Cocteau est un maître quand il s'agit de nous raconter des familles dysfonctionnelles, qui ont leur propre code, leurs lois souterraines. Ainsi, dans cette famille, le père violent disparaît bien vite, la mère se meurt, et Paul, le fils, est cloué au lit par une boule de neige lancée par Dargelos, le camarade d'école qu'il vénère. Elizabeth, la soeur aînée, s'occupe de lui, avec l'aide du docteur, ami de la famille et soutien.
Gérard, orphelin élevé par un oncle très souvent absent, s'immisce dans la relation conflictuelle et passionnée des deux enfants, et bientôt les trois abandonnés se créent un cocon aux lois mystérieuses, dans la grande chambre où ils dorment tous les trois -puis à quatre - et qui renferme tous leurs trésors et évocations de personnes élues comme des sortes d'idoles.

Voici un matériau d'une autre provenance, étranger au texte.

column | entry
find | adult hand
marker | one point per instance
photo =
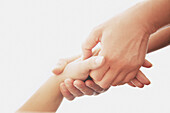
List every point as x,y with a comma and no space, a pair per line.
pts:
75,88
124,41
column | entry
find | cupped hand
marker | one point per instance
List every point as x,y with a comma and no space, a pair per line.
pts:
71,88
124,41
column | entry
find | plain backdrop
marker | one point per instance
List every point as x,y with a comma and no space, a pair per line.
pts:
35,33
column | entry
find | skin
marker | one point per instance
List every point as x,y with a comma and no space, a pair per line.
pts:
48,97
124,41
158,40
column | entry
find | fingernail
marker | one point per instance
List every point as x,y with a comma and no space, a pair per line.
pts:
99,60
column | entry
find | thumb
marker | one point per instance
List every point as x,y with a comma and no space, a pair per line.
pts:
93,62
147,64
61,64
90,43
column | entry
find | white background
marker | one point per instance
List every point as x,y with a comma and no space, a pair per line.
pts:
35,33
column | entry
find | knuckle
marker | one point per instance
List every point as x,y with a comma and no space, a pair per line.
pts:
104,86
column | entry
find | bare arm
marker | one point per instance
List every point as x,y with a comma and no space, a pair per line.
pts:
48,97
159,39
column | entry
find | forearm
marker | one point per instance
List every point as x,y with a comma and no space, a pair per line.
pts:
159,39
151,14
47,98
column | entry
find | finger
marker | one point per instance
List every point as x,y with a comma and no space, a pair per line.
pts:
108,78
65,92
98,74
93,62
61,64
82,87
131,84
90,43
137,83
94,87
72,58
129,76
142,78
96,51
73,90
147,64
119,79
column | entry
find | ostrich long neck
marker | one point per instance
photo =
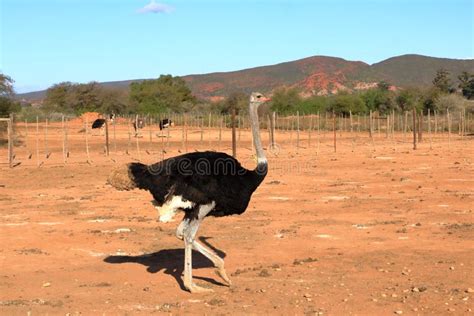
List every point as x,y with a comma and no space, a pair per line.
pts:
261,159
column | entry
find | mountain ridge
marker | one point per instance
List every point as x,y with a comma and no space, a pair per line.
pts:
313,75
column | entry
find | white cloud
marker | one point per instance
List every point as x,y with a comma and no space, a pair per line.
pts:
155,7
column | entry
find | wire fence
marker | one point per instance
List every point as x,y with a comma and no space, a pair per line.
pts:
72,140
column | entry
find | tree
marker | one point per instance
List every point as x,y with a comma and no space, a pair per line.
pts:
6,85
383,86
344,103
237,101
442,82
466,84
7,104
468,90
159,95
285,100
453,102
378,100
57,97
409,98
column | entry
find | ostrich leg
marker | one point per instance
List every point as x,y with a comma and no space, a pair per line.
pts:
189,235
216,260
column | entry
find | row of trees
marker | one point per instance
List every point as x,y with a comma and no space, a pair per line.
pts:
168,93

Ici, pas d'histoire d'inceste, comme on pourrait l'imaginer, mais un amour fort né sans doute du besoin vital de se protéger de ces parents absents, nourri par cet isolement dans la chambre dans laquelle on mange n'importe quoi à n'importe quelle heure et dans laquelle on obéit à des rituels secrets. Un amour si fort qu'il en devient maladif, mais chut, je n'en dis pas plus.
Lu une première fois il y a longtemps, je me souviens avoir adoré ce livre et avoir été marqué, tout comme avec Les Parents Terribles, par cette évocation de familles bancales et repliées sur elles-mêmes.

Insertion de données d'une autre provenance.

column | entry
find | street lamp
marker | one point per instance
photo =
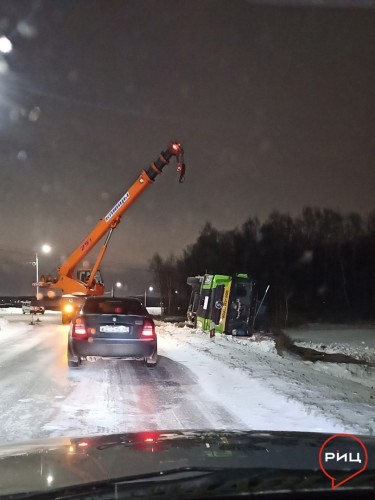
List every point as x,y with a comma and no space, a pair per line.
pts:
118,285
150,289
5,45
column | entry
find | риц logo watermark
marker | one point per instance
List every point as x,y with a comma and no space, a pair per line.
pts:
342,457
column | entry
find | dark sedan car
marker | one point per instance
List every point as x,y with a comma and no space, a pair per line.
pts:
109,327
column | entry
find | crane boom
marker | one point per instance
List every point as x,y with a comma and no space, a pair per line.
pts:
65,280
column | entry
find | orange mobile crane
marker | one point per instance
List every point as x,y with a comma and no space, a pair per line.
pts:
88,281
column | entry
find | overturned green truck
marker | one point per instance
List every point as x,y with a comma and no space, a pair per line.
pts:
225,304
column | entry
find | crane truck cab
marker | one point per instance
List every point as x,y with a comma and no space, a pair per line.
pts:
70,306
87,283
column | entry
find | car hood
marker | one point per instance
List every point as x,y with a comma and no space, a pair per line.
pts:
41,466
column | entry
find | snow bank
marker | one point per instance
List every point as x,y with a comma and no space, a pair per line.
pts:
268,391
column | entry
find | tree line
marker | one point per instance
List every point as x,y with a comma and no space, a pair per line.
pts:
320,265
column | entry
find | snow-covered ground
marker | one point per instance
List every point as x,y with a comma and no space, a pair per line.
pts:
285,393
200,383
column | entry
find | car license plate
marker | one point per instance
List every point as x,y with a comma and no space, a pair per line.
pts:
114,329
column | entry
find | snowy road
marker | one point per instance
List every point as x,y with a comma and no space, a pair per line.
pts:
199,383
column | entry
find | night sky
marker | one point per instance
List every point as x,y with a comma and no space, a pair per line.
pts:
273,105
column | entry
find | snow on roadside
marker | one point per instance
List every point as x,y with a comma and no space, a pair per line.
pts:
267,391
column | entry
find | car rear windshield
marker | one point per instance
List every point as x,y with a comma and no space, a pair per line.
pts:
131,307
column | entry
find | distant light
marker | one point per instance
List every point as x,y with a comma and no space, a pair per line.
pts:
46,248
22,155
5,45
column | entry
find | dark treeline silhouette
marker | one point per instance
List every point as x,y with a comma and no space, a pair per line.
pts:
320,265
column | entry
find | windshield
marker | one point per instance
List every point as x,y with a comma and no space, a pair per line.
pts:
100,306
214,161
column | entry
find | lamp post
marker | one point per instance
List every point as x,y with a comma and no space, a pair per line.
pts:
150,289
118,285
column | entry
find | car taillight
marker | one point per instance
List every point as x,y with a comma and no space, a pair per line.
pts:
79,329
148,330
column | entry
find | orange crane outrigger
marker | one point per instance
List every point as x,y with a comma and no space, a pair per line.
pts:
86,282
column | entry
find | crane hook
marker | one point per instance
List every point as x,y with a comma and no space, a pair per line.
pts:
179,153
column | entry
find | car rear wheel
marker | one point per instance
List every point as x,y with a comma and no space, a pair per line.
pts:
74,363
152,361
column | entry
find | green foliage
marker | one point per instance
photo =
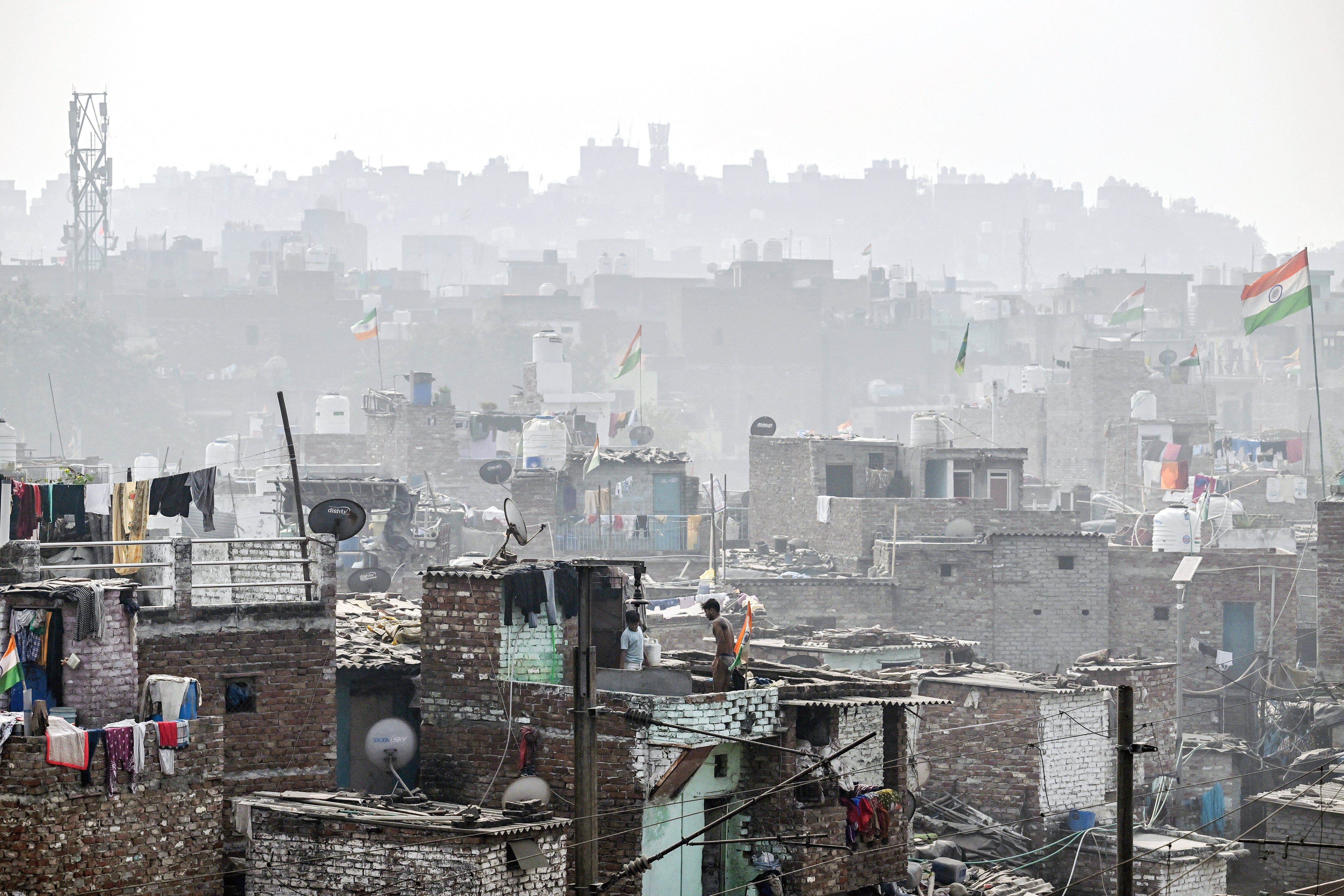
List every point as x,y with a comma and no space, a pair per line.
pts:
110,394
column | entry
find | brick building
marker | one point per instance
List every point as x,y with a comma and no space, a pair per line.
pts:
484,679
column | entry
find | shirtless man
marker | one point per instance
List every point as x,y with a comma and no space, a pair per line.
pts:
724,655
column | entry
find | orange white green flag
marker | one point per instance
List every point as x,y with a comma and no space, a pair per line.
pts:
1277,293
11,671
367,326
744,640
632,355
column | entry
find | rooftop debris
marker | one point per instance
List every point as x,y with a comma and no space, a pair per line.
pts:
377,631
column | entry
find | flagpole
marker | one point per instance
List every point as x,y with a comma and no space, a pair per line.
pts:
1316,374
378,338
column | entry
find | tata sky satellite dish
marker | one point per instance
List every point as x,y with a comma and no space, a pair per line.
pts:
390,743
369,581
338,516
497,472
763,426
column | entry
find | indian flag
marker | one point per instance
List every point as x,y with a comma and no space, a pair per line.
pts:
632,355
367,327
1277,295
1129,310
11,671
744,639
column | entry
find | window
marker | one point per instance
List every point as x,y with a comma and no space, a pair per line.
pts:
840,480
999,490
240,696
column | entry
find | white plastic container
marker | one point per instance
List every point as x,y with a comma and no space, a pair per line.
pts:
1176,530
546,444
331,414
146,467
221,453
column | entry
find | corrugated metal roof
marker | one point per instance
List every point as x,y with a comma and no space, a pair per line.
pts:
869,702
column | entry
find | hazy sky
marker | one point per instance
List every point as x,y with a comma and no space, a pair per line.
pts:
1236,104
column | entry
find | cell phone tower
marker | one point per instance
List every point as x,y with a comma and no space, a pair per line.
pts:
89,238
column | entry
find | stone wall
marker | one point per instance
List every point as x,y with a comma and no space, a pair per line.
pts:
64,838
304,856
1011,594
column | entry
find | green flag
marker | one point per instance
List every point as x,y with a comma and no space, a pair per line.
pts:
961,357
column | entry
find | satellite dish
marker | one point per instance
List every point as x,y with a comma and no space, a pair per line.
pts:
527,788
763,426
390,741
497,472
517,528
369,581
960,528
338,516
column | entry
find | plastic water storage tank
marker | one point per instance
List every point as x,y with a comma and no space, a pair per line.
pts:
548,346
9,444
1176,530
146,467
546,443
926,430
221,453
1143,406
1034,378
331,414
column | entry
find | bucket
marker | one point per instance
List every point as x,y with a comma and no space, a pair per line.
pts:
1081,820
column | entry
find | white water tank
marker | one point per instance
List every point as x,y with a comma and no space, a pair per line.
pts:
221,453
1143,406
331,414
1176,530
926,430
146,467
9,444
546,443
1034,378
548,346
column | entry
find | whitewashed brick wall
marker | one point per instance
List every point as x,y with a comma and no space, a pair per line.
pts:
1074,761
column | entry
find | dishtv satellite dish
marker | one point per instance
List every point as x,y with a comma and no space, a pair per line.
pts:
497,472
517,530
369,581
338,516
390,743
763,426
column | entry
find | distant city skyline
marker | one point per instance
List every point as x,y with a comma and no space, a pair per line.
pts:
1222,103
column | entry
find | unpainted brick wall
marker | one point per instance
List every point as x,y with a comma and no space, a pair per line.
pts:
291,856
288,652
62,838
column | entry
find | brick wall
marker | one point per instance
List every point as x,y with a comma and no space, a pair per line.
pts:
1010,594
1330,545
1300,868
104,688
69,839
288,652
364,859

Je viens de le relire, et mon sentiment est un peu plus mitigé. Bien sûr l'histoire est belle, tragique, les enfants purs et cruels, à la Cocteau. Mais cette fois-ci j'ai été gênée par des phrases parfois trop hésitantes, ou foisonnantes, et par cet imparfait omniprésent qui donne la sensation que ce n'est d'abord qu'un résumé et que la vraie histoire est encore à venir.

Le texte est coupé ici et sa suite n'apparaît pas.